Template Metaprograms

Todd Veldhuizen

Introduction

Compile-time programs

The introduction of templates to C++ added a facility whereby the compiler can act as an interpreter. This makes it possible to write programs in a subset of C++ which are interpreted at compile time. Language features such as for loops and if statements can be replaced by template specialization and recursion. The first examples of these techniques were written by Erwin Unruh and circulated among members of the ANSI/ISO C++ standardization committee [1]. These programs didn't have to be executed -- they generated their output at compile time as warning messages. For example, one program generated warning messages containing prime numbers when compiled.

Here's a simple example which generates factorials at compile time:

 

template<int N>
class Factorial {
public:
    enum { value = N * Factorial<N-1>::value };
};

class Factorial<1> {
public:
    enum { value = 1 };
};
Using this class, the value N! is accessible at compile time as Factorial<N>::value. How does this work? When Factorial<N> is instantiated, the compiler needs Factorial<N-1> in order to assign the enum 'value'. So it instantiates Factorial<N-1>, which in turn requires Factorial<N-2>, requiring Factorial<N-3>, and so on until Factorial<1> is reached, where template specialization is used to end the recursion. The compiler effectively performs a for loop to evaluate N! at compile time.

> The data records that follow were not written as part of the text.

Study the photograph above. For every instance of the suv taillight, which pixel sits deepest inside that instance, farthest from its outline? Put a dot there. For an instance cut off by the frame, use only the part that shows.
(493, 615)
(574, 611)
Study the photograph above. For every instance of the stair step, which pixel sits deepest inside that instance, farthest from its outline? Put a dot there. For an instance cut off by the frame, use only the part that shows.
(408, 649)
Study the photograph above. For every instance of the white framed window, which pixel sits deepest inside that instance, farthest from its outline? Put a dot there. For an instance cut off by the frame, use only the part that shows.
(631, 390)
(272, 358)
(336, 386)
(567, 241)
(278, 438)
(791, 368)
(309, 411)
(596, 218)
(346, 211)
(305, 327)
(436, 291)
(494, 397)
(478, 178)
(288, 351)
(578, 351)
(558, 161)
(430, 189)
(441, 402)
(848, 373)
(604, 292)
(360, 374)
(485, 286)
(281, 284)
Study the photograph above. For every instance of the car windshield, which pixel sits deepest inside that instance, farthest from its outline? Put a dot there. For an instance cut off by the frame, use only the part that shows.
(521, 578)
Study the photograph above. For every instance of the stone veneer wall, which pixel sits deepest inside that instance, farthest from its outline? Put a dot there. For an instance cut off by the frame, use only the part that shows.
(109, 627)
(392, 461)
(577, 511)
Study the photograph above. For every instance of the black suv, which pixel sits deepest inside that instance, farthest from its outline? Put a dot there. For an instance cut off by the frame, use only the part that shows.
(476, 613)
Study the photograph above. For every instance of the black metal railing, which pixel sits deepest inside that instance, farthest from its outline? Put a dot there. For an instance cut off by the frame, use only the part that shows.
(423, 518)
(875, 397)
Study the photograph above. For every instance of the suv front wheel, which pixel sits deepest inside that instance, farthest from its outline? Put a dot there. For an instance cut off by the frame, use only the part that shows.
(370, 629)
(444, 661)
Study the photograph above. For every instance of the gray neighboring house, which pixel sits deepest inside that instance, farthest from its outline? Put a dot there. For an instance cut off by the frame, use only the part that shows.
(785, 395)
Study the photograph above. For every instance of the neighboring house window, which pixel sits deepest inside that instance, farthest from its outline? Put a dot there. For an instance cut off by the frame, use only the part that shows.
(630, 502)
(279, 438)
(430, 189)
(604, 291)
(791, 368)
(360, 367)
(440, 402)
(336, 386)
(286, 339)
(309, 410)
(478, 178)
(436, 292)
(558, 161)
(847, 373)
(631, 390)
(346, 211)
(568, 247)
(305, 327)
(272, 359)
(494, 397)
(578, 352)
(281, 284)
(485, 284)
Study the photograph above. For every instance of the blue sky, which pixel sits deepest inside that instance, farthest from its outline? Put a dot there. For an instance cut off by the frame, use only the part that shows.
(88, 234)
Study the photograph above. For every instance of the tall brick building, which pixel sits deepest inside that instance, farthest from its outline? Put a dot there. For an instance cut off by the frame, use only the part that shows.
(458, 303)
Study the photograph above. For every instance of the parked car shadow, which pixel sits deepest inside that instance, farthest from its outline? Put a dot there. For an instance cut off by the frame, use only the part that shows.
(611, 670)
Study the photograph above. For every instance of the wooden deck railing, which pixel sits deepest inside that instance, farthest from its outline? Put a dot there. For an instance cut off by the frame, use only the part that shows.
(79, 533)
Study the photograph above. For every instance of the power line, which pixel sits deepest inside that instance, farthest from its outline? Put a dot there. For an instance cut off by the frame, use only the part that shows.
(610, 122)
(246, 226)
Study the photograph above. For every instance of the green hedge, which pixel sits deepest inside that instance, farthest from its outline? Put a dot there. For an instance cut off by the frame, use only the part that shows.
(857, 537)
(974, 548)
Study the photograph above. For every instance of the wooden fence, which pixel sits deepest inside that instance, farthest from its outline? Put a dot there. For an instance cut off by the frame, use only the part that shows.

Although this technique might seem like just a cute C++ trick, it becomes powerful when combined with normal C++ code. In this hybrid approach, source code contains two programs: the normal C++ run-time program, and a template metaprogram which runs at compile time. Template metaprograms can generate useful code when interpreted by the compiler, such as a massively inlined algorithm -- that is, an implementation of an algorithm which works for a specific input size, and has its loops unrolled. This results in large speed increases for many applications.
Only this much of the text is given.